The EU appears to be taking the lead, with the EU AI Act proposing that AI tools will have to disclose any copyrighted material used to train their systems.
In the UK, a global summit on AI safety will take place this autumn.
“AI throws up lots of intellectual property queries and because machines are trained on a lot of data and information that’s protected by intellectual property, I’m not sure users or AI [companies] understand that,” says Arty Rajendra, an IP lawyer and partner at law firm Osborne Clarke.
“Courts haven’t been asked to determine it yet but there’s several cases in the UK and US including Getty now which will determine if it is infringement and who is liable. There’s data protections and moral questions that have to be answered as well. What we might see is some kind of settlements, and maybe some licence fees.”
She says there has been a number of ligation cases from photographers using small claims tracks.
So what can other artists do in the meantime?
Ms Rajendra explains that the giant photography firm Getty watermarked its images. So, when used in AI generative images, the watermark still shows up and it enables them to track usage of their images. She says artists could do the same.
Artists could also approach the AI entity and ask for a license fee and if they don’t’ agree they could pursue legal action through a small claims tracker which is cheaper than a fancy law firm, she says.
While regulators play catch up, some tools are emerging to help protect artists.
In March, Ben Zhao, professor of computer science at the University of Chicago and his team launched a free software tool called Glaze to help protect artists against generative AI models.
Glaze exploits a fundamental difference between how humans and AI models view images, says Prof Zhao.
“For each image, we are able to compute a small set of pixel level changes that dramatically change how an AI art model “sees” the art while minimizing visual changes to how humans see the art,” he says.
“When artists glaze their art, and that art is then used to train a model to mimic then the model sees an incorrect representation of the art style, and its mimicry would be useless and not match the artist.”
He says Glaze is suitable for a wide range of art including black and white cartoons, classical oil paintings, flat art styles, and professional photography.

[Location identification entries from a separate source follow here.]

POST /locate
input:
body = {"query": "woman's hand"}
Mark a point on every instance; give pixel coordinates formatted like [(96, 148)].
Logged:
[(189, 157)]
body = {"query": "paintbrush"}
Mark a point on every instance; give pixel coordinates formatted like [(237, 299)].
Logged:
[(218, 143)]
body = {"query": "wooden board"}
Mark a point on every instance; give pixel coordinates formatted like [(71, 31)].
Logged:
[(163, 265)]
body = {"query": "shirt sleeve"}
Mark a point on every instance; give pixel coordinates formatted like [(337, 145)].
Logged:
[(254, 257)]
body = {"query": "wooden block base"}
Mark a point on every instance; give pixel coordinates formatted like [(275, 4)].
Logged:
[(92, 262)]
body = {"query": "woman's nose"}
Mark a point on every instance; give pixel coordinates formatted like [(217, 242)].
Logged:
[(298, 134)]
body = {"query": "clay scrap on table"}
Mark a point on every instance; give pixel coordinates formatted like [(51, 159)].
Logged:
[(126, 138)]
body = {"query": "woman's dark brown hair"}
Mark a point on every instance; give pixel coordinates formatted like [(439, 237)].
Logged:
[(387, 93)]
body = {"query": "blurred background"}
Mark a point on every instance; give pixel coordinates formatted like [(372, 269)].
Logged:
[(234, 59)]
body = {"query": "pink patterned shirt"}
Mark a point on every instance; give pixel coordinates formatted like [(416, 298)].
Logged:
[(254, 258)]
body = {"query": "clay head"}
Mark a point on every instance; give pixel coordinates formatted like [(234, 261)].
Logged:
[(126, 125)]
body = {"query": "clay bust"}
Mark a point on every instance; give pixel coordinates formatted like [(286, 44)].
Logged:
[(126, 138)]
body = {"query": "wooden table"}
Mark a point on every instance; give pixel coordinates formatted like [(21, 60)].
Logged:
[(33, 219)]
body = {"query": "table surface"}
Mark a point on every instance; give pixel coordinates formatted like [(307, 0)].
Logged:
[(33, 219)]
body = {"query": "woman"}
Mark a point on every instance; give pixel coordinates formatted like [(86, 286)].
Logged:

He says Glaze has had 938,600 downloads and the team have received thousands of emails, tweets, messages from artists across the globe. “The reaction has been overwhelming,” he says.
Ms Toorenent is feeling optimistic that artists may just win this fight. “I was pretty scared at the start due to the amount of online harassment but because we united and have good support network to all this mess.
“I know we’re moving in right direction. Public opinion has changed a lot. Originally people were saying ‘adapt or die’, and now everyone like ‘oh wait, this isn’t cool’.”